Our interior values haven’t changed! Why? Because we have circular references, which Excel refuses to operate on. The value of cell B2 depends on the value of cell C2, but the value of cell C2 depends on the value of B2. To get around this, Excel has an option for iterative calculation, under Options -> Formulas -> Enable iterative calculation.

Let’s enable it and see what happens:

Amazingly, this converges! This should be surprising because everything about our implementation so far has been sloppy – we kind of threw our derivative approximations at Excel, asked it to repeatedly update the values at each grid point based on these equations, and crossed our fingers hoping that this process would converge. It’s not immediately clear why this would be numerically stable, so let’s examine why this is the case.
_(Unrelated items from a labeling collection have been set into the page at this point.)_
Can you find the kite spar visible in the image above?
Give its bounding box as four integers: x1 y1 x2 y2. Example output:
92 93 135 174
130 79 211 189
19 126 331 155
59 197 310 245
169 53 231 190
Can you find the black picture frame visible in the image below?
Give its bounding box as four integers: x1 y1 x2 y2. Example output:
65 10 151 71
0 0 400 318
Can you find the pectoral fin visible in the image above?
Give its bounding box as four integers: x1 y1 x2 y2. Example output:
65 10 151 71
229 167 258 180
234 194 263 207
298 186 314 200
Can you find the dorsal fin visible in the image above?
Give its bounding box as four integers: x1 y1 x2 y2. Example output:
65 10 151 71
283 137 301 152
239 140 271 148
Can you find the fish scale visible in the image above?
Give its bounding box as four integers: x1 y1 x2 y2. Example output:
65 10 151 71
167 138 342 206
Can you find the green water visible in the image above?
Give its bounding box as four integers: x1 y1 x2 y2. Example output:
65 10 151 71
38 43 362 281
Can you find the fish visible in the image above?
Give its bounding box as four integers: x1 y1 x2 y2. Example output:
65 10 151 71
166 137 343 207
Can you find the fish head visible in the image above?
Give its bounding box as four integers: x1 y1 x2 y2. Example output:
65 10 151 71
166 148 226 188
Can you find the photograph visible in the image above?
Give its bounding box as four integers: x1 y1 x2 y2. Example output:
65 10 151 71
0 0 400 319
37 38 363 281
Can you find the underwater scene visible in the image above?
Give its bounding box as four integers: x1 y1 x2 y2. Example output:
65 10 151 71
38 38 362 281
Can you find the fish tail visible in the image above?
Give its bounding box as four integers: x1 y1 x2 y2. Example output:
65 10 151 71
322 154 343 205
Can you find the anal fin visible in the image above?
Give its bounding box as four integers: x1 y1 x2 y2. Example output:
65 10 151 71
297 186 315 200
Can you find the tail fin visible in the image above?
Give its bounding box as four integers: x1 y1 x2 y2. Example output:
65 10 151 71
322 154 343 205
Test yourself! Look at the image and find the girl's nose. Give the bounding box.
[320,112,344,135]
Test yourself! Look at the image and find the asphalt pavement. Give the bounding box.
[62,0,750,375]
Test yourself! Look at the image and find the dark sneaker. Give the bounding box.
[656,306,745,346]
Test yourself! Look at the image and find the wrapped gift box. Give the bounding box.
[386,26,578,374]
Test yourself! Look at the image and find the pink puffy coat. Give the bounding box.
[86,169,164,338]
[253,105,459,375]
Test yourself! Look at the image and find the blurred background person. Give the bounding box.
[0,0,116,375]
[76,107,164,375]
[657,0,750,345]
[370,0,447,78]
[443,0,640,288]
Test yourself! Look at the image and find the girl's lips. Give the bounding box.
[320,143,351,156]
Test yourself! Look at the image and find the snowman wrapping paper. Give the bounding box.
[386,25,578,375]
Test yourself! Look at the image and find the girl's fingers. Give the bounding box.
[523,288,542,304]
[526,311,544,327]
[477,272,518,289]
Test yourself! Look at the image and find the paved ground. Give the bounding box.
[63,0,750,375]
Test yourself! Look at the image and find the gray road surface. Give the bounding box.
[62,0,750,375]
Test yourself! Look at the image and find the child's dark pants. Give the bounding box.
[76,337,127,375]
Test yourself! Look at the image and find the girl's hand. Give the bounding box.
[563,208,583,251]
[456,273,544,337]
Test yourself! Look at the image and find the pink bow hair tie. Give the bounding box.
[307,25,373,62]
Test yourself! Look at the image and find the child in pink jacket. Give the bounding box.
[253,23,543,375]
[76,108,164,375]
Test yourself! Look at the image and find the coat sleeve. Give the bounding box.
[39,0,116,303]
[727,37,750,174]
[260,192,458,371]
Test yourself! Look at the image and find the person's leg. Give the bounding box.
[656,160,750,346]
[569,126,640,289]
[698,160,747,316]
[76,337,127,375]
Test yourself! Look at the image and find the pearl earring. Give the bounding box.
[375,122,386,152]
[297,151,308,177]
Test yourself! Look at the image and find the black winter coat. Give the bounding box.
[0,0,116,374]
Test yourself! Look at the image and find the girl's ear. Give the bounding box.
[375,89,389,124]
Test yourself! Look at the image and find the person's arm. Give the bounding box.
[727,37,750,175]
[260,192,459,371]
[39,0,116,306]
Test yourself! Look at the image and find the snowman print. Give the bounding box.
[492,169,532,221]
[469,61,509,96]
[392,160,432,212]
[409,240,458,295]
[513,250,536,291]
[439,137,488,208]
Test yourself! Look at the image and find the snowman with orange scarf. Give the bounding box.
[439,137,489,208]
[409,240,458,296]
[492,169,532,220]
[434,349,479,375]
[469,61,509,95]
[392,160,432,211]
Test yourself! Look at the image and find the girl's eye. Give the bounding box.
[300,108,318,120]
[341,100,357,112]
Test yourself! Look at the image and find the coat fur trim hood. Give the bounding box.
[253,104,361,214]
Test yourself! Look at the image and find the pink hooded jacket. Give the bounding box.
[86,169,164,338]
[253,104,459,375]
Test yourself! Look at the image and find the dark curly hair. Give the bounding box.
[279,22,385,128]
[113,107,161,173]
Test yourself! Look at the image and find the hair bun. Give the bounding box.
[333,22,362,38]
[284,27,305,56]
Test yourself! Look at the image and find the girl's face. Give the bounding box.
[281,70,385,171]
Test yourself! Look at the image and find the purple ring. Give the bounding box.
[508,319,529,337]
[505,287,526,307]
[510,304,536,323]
Analysis of numerical stability for Excel method

It turns out that what we’ve done is secretly equivalent to the Gauss-Siedel method for iteratively solving matrix equations. If we chose to solve the system using the Gauss-Siedel method instead of the Excel method outlined above, we’d have to construct an $n^2 \times n^2$ matrix $A$ representing the equations for our interior point temperatures and perform updates to a length- $n^2$ solution vector $x$ until we achieve the solution, $Ax=b$ . These updates work by separating $A$ into its lower triangular slice $L$ and its strictly upper triangular slice $U$ , and updating $x$ using the formula $x_{new} = -L^{-1}(b-U x_{old})$ . What this formula does is the equivalent of iterating through each equation $i$ in our system, solving for $x_i$ in terms of $x_{j \neq i}$ , and updating $x$ with the new value of $x_i$ before moving on to the next equation.

In our Excel implementation, this is indeed what we are doing when we repeatedly apply our averaging formula: we express each element of $x_i$ in terms of other elements of $x$ , update the value in place, and move on to the next value. Since Excel executes iterated calculations from left to right, top to bottom, it performs the Gauss-Siedel iteration the same way each time it goes through the entire matrix.

Why does our implementation converge? The Gauss-Siedel method is guaranteed to converge for strictly diagonally dominant systems, or systems where the magnitude of all diagonal elements of $A$ are strictly greater than the sum of the magnitude of all other entries in the same row, i.e.,

$\displaystyle \forall i, |a_{ii}| > \sum_{j \ne i} |a_{ij}|$

In the case of our averaging formula, $T_{i,j}=\frac{1}{4}(T_{i+1,j}+T_{i-1,j}+T_{i,j+1}+T_{i,j-1})$ , the diagonal elements of $A$ (i.e., the variables we are solving for) will have a magnitude $1$ (i.e., the coefficient of $T_{i,j}$ ) and the four off-diagonal elements will have magnitude $1/4$ (i.e., the other coefficients in the equation). Our convergence criterion is not met since the diagonal elements have magnitudes that are equal to the sum of the magnitudes of the off-diagonal elements: $1 = \frac{1}{4} + \frac{1}{4} + \frac{1}{4} + \frac{1}{4}$ . Thus, the Gauss-Siedel method is not guaranteed to converge for $A$ . However, if we provide reasonable initial conditions, it is still possible for the method to converge – it just isn’t guaranteed.